We will be live tweeting Pittsburgh City Council's hearing this morning. This is a special hearing on taxes and the budget and a lot of public comment is expected!
— Pittsburgh DSA (@pghDSA) December 14, 2020
Lavelle, who backed the creation of the Stop the Violence Fund, was supportive of the shift in funds away from the police.
“This is council doing all we can,” Lavelle said, according to TribLive.
The Stop the Violence Fund is created with $250,000 in seed funding, plus percentages of the police budget that increase gradually from 6 percent in 2021 to 10% in 2026 to pay for programs aimed at prevention and treatment instead of punishment.
City Council Budget Manager Michael Strelic told TribLive the shift in funding will not result in police personnel cuts.
In addition to shifting money from the police budget, council also approved shifting $4.1 million away from the Mon-Oakland Connector proposal. The proposed project would create infrastructure changes in between Hazelwood and Oakland, and ferry passengers on autonomous shuttles, as well as allow cyclists and pedestrians an improved path.
The Mon-Oakland Connector has come under intense criticism from transit advocates and residents of Greenfield’s Four Mile Run neighborhood. Last week, Pittsburgh City Councilor Corey O’Connor (D-Squirrel Hill) proposed shifting the $4 million away from the project and instead fund affordable housing, support for small businesses, and bike-and-pedestrian friendly infrastructure improvements in Hazelwood.
O’Connor’s amendment unanimously passed. Final vote on the budget amendments is expected to come next week.
Pittsburghers for Public Transit have been advocating against the Mon-Oakland Connector for years, believing that those funds would be better suited to help increase bus service and build sidewalks. The group is glad the amendment passed through council and thanked O’Connor for the amendment.

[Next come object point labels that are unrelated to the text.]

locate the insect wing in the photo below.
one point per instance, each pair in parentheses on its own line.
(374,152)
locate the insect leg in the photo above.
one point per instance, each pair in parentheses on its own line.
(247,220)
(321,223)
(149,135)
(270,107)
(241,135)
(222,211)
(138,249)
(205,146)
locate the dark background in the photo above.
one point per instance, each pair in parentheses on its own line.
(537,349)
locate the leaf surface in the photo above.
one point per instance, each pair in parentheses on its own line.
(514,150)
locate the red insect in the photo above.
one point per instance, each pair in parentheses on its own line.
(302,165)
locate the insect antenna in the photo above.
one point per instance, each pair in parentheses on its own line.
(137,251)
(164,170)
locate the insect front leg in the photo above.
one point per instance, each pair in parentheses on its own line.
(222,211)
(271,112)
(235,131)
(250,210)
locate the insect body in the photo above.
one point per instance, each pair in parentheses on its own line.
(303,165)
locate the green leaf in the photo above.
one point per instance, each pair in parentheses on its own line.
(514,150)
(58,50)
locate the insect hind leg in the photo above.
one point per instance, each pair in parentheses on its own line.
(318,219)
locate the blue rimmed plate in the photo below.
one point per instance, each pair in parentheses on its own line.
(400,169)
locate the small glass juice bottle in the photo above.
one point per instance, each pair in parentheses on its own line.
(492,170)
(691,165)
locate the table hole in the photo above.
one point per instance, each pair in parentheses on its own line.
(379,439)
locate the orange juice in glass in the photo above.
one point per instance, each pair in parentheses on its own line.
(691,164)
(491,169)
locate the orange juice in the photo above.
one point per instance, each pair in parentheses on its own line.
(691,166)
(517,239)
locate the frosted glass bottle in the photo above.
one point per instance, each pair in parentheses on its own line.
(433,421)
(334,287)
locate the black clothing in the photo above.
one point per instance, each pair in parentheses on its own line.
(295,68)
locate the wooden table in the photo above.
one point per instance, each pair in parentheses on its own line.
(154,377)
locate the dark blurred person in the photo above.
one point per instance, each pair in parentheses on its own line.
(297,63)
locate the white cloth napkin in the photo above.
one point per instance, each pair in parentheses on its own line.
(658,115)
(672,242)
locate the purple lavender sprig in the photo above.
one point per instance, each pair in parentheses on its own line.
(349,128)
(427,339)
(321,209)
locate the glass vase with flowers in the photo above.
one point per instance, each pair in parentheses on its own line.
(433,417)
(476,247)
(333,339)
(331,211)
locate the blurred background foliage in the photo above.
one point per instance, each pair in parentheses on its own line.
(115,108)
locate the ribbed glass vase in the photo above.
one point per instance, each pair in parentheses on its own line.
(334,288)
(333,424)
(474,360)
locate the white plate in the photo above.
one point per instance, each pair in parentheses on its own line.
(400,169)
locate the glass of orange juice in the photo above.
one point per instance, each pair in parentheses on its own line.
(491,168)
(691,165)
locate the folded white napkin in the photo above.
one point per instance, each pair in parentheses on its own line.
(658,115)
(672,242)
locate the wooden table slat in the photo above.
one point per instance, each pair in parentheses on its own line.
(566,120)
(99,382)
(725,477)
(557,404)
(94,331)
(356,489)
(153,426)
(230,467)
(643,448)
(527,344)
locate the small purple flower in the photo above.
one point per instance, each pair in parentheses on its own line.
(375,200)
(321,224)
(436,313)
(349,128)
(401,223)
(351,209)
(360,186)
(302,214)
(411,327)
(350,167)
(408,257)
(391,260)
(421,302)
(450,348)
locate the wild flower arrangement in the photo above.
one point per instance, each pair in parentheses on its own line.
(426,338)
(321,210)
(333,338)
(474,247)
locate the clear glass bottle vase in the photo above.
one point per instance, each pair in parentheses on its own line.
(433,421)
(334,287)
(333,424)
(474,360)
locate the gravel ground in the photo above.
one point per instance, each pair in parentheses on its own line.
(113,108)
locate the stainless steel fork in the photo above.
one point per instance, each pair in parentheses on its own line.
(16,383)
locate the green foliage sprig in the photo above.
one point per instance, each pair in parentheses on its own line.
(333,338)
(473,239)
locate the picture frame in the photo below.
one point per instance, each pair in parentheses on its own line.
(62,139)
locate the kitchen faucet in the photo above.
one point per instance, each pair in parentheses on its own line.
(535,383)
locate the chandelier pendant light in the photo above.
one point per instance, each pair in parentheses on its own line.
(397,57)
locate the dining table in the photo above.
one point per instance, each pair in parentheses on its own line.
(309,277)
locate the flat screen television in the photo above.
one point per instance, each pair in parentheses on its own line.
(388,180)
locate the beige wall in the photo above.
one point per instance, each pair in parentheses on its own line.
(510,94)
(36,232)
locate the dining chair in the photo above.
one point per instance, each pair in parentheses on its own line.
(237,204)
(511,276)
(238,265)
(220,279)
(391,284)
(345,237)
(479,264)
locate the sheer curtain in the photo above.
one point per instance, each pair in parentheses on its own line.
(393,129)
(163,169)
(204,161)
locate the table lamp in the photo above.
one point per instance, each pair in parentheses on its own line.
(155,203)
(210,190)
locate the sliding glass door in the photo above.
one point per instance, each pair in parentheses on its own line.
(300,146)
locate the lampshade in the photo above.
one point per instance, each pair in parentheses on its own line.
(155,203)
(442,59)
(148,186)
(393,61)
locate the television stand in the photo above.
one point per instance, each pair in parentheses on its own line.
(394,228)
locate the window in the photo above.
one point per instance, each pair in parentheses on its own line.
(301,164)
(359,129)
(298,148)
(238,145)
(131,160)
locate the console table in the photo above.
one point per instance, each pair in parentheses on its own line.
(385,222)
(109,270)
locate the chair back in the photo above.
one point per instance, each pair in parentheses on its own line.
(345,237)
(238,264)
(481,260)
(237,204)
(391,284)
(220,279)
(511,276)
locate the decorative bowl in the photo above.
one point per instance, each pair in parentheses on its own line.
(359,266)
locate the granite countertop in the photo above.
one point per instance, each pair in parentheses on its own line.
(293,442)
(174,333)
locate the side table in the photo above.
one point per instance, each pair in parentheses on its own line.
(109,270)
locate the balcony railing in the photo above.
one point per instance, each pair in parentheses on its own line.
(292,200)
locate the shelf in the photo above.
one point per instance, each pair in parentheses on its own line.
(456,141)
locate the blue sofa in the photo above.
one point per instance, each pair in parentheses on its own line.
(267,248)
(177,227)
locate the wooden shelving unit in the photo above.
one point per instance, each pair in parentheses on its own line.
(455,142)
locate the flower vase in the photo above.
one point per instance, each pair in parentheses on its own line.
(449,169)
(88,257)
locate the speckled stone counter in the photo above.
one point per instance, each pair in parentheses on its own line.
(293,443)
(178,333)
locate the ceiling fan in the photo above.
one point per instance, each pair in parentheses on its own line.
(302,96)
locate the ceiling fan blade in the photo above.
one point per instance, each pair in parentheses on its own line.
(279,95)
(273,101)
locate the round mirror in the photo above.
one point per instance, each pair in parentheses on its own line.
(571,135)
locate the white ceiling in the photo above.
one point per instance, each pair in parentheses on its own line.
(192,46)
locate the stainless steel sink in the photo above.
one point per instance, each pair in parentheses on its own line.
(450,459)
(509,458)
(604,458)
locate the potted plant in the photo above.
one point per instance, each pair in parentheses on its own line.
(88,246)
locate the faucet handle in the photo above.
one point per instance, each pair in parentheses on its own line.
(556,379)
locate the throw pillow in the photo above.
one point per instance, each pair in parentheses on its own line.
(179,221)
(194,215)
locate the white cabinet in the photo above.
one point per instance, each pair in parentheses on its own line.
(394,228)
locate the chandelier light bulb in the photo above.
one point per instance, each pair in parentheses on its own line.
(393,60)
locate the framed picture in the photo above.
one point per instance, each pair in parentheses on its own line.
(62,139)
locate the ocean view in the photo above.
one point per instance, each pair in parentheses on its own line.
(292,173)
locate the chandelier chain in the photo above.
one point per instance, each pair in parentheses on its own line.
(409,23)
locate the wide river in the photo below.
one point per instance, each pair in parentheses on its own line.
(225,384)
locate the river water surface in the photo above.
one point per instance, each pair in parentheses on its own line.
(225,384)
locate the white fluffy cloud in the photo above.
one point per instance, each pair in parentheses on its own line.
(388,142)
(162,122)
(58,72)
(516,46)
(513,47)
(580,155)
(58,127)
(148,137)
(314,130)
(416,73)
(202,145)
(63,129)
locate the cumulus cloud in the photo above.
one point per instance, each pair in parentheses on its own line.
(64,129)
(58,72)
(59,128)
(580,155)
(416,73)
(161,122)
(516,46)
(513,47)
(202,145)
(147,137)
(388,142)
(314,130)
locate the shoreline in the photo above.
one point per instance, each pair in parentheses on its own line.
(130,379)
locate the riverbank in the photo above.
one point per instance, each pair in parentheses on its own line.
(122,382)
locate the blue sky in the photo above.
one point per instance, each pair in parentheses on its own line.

?AMENDMENT PASSES!? Council votes UNANIMOUSLY to amend $4.15M away from the Mon Oakland Connector to fund affordable housing, sidewalks, & bike/ped connections!!
THIS IS A WIN FOR TRANSIT JUSTICE! And for all who organized w us for public investment in people not developers!✊
— PGHers for Public Transit (@Pgh4PubTransit) December 14, 2020
“Over the last two years, community members from Hazelwood and Four Mile Run have been advocating for funds from the Mon-Oakland Connector shuttle roadway to be re-allocated towards pressing community needs, laid out in the Our Money, Our Solutions alternative plan,” PPT Director Laura Wiens said. “Taxpayer money should be used to directly address mobility needs and housing insecurity — particularly during the COVID-19 crisis — and not serve developer interests.”
According to the Pittsburgh Post-Gazette, the $4.1 million from the Mon-Oakland Connector will instead fund $1.9 million for the city’s Housing Opportunity Fund; $1 million for bike and pedestrian infrastructure in Hazelwood; $500,000 to housing in federally designated areas; $420,000 to the Urban Redevelopment Authority’s small business programs; and $270,000 to the Avenues of Hope business district funding for historically Black neighborhoods.
Peduto’s administration has long been a champion of the Mon-Oakland Connector, but spokesperson Tim McNulty told the Post-Gazette that the mayor was happy to work with O’Connor on this one-time transfer. McNulty said the administration plans to explore the Mon-Oakland proposal in the coming years.
Ryan Deto is a reporter for Pittsburgh City Paper, where this story first appeared.